Eavan ran to her bedroom while Cillian let the delivery guy into the apartment. She could hear his muffled voice, like a siren’s song in her safe harbor. She stood with one hand palm-flat on the bedroom door and the other on the knob. Hunting Daniel had made both hungers all-consuming. For the first time in years, Eavan wasn’t sure she could stop herself from losing control of at least one appetite. Sex is safer. She hadn’t killed anyone; she could bring Cillian to her bed. It was safe.
It’s not.
She could wrap her body around his.
And have just a taste of his breath during. I could stop. Just a taste…
She’d started to turn the knob when the phone rang. She walked over to the bed and lifted her phone from the night table.
“Eve?” Daniel asked. “How are you?”
She sat on the edge of the mattress. Her hands were shaking. “Daniel? How did you get my number?”
“Come see me, Eve.” He paused just long enough that she could hear hesitance. “I miss you.”
“No.” She closed her eyes, wrapped one hand around the bedpost, and tried to focus. It wasn’t working. Her whole body shook.
“Do you want to talk to Chastity?”
Eavan’s heart thundered loud enough that it roared in her ears, but her voice was whisper-quiet. “What?”
“One of the girls…not the same Chastity. Just another mindless doll…right here in my arms…waiting for a rescue.” He murmured to someone who moaned into the phone. “She’s a co-ed. Well, she was…”
“What are you doing?” Eavan squeezed the bedpost until the wood cracked and cut her palm, stinging as blood slid between her fingers and trickled down the dark wood. “You can’t do this…Let her go.”
“Come see me, Eve. I’ll be at Chaos tonight.” Then he disconnected before she could reply.
Eavan slowly unwrapped her fingers from the splintered wood of her bedpost. A sliver of wood was embedded in her skin. She stared at it as she sat quietly, trying to force her mind to process Daniel’s challenge.
She dialed the only person she could be almost honest with. “Muriel?”
“What’s wrong?”
Eavan explained, and then she waited. There was no judgment, no leash that followed. The vampire said only: “I’ll be there in thirty minutes. Get dressed.”
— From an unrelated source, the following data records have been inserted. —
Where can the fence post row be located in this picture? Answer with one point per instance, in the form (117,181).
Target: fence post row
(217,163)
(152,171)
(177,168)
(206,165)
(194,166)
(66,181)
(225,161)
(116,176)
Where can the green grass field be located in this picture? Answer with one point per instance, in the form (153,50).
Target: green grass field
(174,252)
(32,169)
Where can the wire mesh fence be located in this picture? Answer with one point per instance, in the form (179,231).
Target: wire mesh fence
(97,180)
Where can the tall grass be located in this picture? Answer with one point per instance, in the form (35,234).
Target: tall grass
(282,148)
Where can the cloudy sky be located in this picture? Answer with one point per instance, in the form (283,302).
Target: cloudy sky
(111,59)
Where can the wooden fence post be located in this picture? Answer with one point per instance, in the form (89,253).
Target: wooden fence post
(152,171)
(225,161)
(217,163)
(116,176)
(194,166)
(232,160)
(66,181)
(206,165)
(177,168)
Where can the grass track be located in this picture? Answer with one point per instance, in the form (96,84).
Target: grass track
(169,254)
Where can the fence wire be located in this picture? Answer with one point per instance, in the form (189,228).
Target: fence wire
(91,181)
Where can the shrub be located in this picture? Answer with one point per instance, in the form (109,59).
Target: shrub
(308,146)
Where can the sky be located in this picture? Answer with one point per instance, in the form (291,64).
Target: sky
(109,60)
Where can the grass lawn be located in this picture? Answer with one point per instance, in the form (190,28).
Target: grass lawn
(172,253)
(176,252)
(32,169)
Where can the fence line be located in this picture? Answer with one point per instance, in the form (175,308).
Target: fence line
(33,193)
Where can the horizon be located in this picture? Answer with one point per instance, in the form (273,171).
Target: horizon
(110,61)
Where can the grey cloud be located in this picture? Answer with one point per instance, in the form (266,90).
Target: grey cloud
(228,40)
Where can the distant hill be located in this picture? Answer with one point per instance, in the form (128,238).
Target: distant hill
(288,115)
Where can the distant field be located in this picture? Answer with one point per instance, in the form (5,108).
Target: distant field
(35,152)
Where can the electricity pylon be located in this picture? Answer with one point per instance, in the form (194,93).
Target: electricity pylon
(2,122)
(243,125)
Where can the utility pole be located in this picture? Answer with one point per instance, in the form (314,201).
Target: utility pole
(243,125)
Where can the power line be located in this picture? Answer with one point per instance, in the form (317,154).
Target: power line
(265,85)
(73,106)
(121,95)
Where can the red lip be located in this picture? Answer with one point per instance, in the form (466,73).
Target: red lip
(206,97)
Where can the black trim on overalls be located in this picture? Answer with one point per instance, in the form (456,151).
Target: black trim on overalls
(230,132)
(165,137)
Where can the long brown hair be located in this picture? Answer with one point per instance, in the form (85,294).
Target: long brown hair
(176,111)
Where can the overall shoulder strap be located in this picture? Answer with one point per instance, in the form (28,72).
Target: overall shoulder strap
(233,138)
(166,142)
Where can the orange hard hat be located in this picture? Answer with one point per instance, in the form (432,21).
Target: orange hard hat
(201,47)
Even though Muriel was too kind to say it, Eavan knew she was making a mistake, but staying here was a mistake, too. Her body was screaming for something. It didn’t matter which urge she fed. Staying near Cillian isn’t an option. She was too tempted before Daniel’s call; now her body was thrumming like something feral.
The delivery guy was still out there. That made it safer to slip out of the room, to walk past him. It was the best opening she could
hope for.
Steeling herself, Eavan opened her door and went to take a cold shower. She didn’t look at him, didn’t step nearer him, although she could feel his gaze on her.
After a painfully cold shower, she went back to her room and got dressed.
Cillian was at the bedroom door. He had been for several minutes. “Eavan? Can we talk? Maybe you’re feeling too housebound. We can—”
She opened her window. An alarm went off.
Ten minutes left.
Cillian tried the knob. “Damn it. What are you doing?”
Don’t answer. Just go out the window.
She stood looking at the window and then at the door. He was jimmying the lock.
“How in the hell am I to keep you safe if—” He opened the door. “What are you doing?”
“Stay back. Please?” She looked at him, too close and too kind. “I don’t want you to get hurt.”
He crossed the room and started to close the window. “If you don’t cooperate, I can’t keep you safe. We’ve talked about this. If it’s the kiss…” Frustration weighed in his voice, his movements, his everything. “It’s okay, Eavan. We can pretend it didn’t happen. People react differently to stress, and…it’s not a big deal.”
Not prey.
He was too close though.
“I’m sorry,” she whispered.
“It’s okay. I told you that.” Cillian turned to face her. He was not even three steps away.
She stared at his mouth. Just another taste. The tip of her tongue darted out.
He froze, but he didn’t run. “It’s okay.”
She wasn’t sure if he was giving her permission or still forgiving her. It didn’t really matter. She closed the space between them. It was all she could do to speak, but she warned him: “You should run now.”
He didn’t move.
So she kissed him. She had both legs around him, and he walked forward until she felt the wall behind her.